Dokter Igor

Er is mij ter ore gekomen dat men gealarmeerd geraakt over de blogfrequentie alhier. Ik moet toegeven, die is eigenlijk redelijk bedroevend de laatste tijd. Maar sta mij volgend excuus toe: ik ben een informaticus. Ogenschijnlijk doet dat niet direct te zake, edoch laat ik eerst uitweiden.

Ik pretendeer niet over de capaciteiten van pakweg de gemiddelde huisarts te beschikken, maar mijn stiel vertoont toch enkele frappante overeenkomsten. Als er midden in de nacht een systeem uitvalt, hetzij biologisch, hetzij electronisch, dan moeten wij, professionals als wij zijn, paraat staan.

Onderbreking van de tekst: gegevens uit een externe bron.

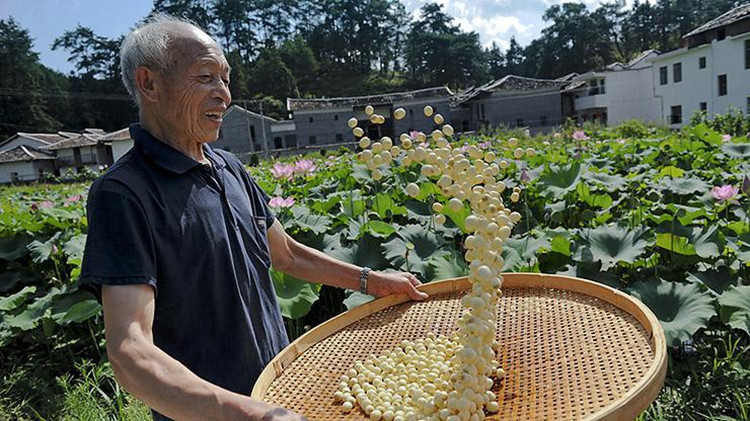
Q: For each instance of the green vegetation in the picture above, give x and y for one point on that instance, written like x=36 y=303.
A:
x=660 y=215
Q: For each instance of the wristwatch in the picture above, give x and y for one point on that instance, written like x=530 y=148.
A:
x=363 y=279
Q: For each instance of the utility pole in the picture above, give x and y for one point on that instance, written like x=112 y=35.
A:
x=263 y=128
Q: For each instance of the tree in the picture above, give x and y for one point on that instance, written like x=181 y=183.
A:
x=94 y=56
x=22 y=97
x=438 y=53
x=300 y=59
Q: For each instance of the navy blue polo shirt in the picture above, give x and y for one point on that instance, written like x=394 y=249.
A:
x=197 y=234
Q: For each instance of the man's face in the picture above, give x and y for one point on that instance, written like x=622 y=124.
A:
x=196 y=92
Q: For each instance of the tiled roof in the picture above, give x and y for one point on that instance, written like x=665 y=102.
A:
x=296 y=104
x=48 y=138
x=511 y=83
x=24 y=153
x=737 y=14
x=74 y=142
x=122 y=134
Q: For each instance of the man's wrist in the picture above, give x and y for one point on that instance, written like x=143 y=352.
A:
x=363 y=278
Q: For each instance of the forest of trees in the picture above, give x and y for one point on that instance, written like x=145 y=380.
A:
x=308 y=48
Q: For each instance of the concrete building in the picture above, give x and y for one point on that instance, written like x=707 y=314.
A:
x=25 y=164
x=84 y=150
x=711 y=72
x=322 y=122
x=513 y=101
x=616 y=93
x=33 y=140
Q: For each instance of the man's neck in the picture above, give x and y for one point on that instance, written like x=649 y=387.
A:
x=163 y=133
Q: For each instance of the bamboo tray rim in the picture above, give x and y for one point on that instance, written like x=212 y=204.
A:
x=637 y=399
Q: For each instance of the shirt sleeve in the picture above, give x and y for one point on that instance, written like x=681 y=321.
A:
x=119 y=246
x=263 y=198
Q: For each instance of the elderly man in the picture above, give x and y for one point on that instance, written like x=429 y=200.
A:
x=181 y=239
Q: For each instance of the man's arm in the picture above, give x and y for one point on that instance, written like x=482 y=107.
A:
x=298 y=260
x=159 y=380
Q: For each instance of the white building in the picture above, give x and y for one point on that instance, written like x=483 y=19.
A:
x=710 y=72
x=33 y=140
x=24 y=164
x=120 y=141
x=80 y=151
x=616 y=93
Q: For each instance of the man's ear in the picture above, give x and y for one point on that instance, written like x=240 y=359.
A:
x=148 y=83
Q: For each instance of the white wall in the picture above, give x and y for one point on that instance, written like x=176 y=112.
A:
x=120 y=148
x=20 y=140
x=631 y=95
x=25 y=170
x=701 y=85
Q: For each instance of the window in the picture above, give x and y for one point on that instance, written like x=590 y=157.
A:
x=593 y=87
x=722 y=85
x=675 y=117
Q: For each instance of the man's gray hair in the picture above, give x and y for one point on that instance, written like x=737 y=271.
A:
x=148 y=45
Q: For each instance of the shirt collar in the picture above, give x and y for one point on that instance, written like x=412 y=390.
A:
x=166 y=156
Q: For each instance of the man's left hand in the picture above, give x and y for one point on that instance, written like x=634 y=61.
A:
x=381 y=284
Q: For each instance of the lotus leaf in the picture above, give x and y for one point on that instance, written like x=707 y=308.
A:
x=295 y=297
x=681 y=309
x=610 y=244
x=735 y=307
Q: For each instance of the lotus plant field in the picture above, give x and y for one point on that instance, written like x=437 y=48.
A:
x=664 y=216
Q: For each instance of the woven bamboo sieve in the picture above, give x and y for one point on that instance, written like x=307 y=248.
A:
x=571 y=349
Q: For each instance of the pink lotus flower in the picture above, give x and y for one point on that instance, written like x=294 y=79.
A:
x=282 y=171
x=725 y=193
x=280 y=202
x=525 y=177
x=579 y=135
x=304 y=167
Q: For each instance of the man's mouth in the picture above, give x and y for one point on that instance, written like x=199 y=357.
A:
x=214 y=116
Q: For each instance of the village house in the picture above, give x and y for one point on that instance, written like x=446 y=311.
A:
x=79 y=151
x=245 y=132
x=22 y=164
x=513 y=101
x=616 y=93
x=711 y=72
x=322 y=122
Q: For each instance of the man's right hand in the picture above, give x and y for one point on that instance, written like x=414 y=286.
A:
x=157 y=379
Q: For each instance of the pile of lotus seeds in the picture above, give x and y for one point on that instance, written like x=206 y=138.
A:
x=442 y=378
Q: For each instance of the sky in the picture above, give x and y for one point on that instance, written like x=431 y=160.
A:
x=495 y=20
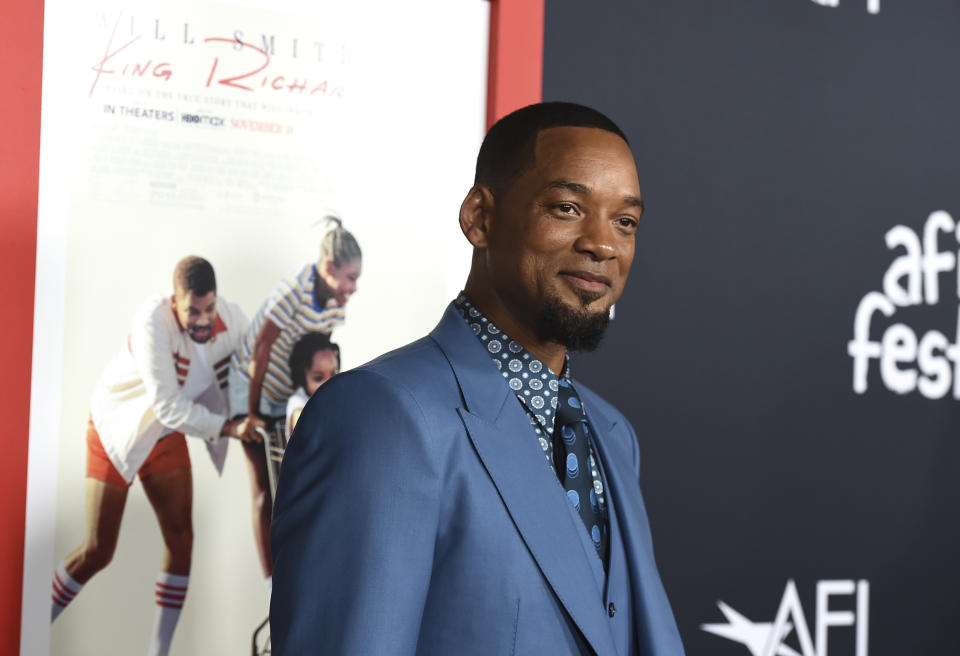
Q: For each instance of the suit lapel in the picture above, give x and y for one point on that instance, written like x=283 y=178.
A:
x=498 y=428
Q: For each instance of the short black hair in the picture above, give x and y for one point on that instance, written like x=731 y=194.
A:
x=509 y=147
x=194 y=274
x=302 y=355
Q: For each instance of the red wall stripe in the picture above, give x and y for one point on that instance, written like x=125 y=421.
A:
x=21 y=60
x=515 y=69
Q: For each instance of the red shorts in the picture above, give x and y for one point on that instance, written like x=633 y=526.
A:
x=169 y=453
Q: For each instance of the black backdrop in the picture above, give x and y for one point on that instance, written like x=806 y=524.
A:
x=778 y=142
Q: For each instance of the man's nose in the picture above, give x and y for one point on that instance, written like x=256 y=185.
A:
x=597 y=239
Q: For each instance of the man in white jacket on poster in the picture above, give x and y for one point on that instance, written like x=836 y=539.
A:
x=169 y=380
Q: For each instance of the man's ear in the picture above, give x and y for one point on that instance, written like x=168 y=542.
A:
x=476 y=216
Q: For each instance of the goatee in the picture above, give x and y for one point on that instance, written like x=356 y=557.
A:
x=575 y=328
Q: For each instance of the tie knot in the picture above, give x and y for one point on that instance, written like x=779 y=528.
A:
x=569 y=408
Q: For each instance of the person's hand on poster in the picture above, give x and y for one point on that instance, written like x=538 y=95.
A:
x=244 y=428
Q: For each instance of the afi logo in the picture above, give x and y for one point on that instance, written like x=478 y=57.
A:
x=873 y=6
x=767 y=638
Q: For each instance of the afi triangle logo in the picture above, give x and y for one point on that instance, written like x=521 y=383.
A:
x=770 y=638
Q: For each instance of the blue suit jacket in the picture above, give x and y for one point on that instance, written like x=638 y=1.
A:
x=416 y=514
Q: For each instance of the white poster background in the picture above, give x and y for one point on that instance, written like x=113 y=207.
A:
x=383 y=133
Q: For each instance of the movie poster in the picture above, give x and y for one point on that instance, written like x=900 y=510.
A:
x=229 y=131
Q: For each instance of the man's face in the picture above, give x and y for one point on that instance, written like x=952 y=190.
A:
x=196 y=314
x=342 y=280
x=562 y=238
x=321 y=369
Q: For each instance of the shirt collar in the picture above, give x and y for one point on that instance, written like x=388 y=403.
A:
x=534 y=383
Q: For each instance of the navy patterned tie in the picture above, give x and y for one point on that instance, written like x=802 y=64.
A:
x=574 y=465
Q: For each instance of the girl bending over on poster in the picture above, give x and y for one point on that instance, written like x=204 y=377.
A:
x=168 y=381
x=311 y=300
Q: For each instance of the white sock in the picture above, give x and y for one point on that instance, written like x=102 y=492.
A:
x=170 y=592
x=64 y=590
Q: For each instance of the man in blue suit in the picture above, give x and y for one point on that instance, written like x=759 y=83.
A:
x=462 y=495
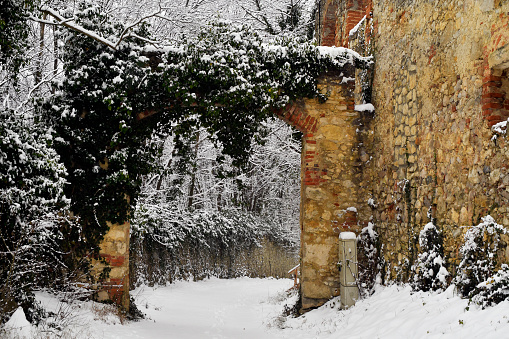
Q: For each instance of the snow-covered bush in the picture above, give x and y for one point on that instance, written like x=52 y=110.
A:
x=493 y=290
x=479 y=255
x=369 y=259
x=169 y=243
x=32 y=212
x=431 y=271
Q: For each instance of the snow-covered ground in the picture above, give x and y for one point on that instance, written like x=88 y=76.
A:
x=252 y=308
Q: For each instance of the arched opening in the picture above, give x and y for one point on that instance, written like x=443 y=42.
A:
x=329 y=25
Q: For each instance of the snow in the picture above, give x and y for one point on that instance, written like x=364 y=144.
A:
x=252 y=308
x=347 y=236
x=19 y=325
x=356 y=28
x=365 y=107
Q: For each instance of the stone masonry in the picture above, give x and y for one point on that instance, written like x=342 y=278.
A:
x=331 y=174
x=439 y=83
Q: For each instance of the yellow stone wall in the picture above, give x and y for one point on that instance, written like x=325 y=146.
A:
x=333 y=196
x=438 y=65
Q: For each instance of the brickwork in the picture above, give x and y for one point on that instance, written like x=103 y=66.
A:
x=332 y=194
x=115 y=251
x=440 y=83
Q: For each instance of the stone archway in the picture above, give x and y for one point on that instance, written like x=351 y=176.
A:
x=332 y=195
x=332 y=200
x=328 y=26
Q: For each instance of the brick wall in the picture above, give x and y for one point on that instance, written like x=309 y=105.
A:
x=440 y=82
x=333 y=196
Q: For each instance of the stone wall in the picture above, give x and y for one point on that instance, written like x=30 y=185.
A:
x=333 y=185
x=439 y=83
x=114 y=250
x=436 y=97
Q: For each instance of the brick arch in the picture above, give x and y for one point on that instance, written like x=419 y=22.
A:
x=329 y=26
x=352 y=13
x=495 y=89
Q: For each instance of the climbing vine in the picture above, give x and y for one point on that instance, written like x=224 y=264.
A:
x=111 y=102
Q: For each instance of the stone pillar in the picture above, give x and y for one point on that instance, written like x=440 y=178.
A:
x=115 y=251
x=348 y=274
x=331 y=178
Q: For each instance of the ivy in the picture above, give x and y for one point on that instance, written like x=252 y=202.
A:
x=227 y=79
x=479 y=256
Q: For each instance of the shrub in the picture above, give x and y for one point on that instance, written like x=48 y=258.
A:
x=431 y=272
x=369 y=259
x=494 y=290
x=479 y=255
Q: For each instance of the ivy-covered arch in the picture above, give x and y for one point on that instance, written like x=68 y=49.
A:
x=111 y=102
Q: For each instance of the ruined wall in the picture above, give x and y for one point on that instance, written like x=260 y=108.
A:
x=332 y=182
x=439 y=85
x=114 y=250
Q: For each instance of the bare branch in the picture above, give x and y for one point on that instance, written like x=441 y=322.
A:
x=68 y=23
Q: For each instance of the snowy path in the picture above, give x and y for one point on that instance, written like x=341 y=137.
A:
x=250 y=308
x=207 y=309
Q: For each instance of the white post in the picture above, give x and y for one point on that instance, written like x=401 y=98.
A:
x=349 y=291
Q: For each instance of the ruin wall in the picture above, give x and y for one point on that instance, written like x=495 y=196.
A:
x=440 y=82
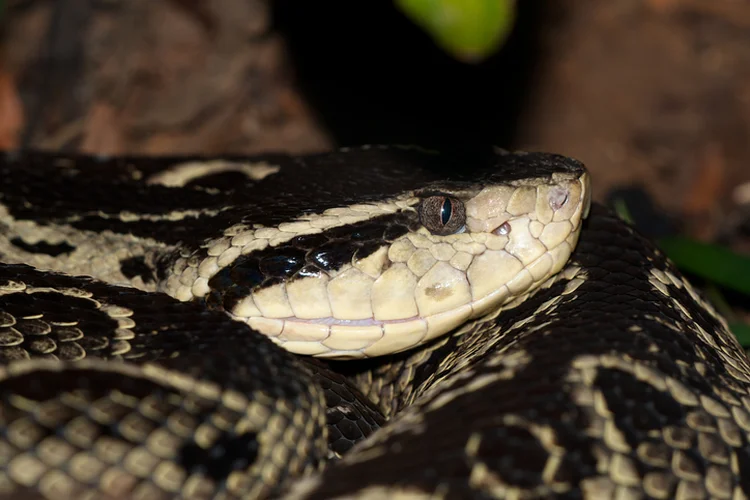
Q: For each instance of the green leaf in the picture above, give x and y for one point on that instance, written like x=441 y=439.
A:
x=711 y=262
x=469 y=30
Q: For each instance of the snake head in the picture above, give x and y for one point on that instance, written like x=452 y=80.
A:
x=393 y=271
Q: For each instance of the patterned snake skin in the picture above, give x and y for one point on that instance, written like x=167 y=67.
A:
x=611 y=379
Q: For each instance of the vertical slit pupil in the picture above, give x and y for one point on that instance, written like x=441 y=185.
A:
x=446 y=211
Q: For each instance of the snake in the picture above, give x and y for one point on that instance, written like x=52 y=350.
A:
x=372 y=322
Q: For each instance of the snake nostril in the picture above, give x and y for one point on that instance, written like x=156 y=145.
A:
x=558 y=197
x=502 y=230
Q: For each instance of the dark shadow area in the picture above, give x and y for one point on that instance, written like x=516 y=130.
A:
x=374 y=77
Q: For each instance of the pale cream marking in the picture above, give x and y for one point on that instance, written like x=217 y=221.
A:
x=441 y=280
x=181 y=174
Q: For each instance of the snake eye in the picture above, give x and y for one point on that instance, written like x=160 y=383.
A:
x=442 y=215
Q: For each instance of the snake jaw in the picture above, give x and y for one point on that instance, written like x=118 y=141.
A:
x=424 y=285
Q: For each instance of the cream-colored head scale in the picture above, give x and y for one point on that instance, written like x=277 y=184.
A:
x=469 y=248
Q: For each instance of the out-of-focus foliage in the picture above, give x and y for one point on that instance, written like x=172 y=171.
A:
x=469 y=30
x=718 y=266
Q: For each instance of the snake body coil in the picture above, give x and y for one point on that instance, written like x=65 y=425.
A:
x=496 y=367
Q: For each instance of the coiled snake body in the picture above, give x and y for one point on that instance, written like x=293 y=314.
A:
x=490 y=362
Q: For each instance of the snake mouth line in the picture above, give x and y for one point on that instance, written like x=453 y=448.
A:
x=364 y=338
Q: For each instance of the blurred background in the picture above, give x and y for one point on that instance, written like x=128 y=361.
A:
x=653 y=95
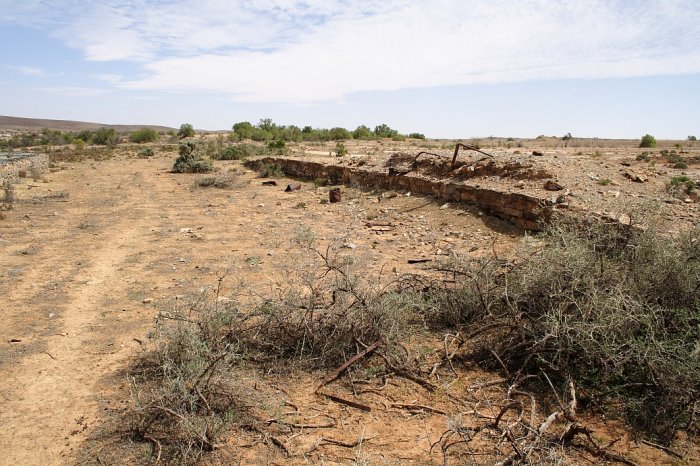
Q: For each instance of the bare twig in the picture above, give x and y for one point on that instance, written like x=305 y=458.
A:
x=349 y=363
x=663 y=448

Toegegeven, dat bleef tot nu toe altijd theoretisch, maar het gaat om het principe. Realiteit is tenslotte de praktijk van de theorie.

Bovendien worden we allebei geacht niet alleen ons eigen specialisme volledig te beheersen, maar ook dat van elke denkbare gerelateerde aangelegenheid. Die veronderstelling komt bij voorkeur naar boven op feestjes tijdens nietsvermoedende gesprekken over koetjes en kalfjes, als je je dekking net wat hebt laten zakken. De gesprekspartner haalt dan plots uit met een snelle reeks symptomen en verwacht een directe gratis diagnose.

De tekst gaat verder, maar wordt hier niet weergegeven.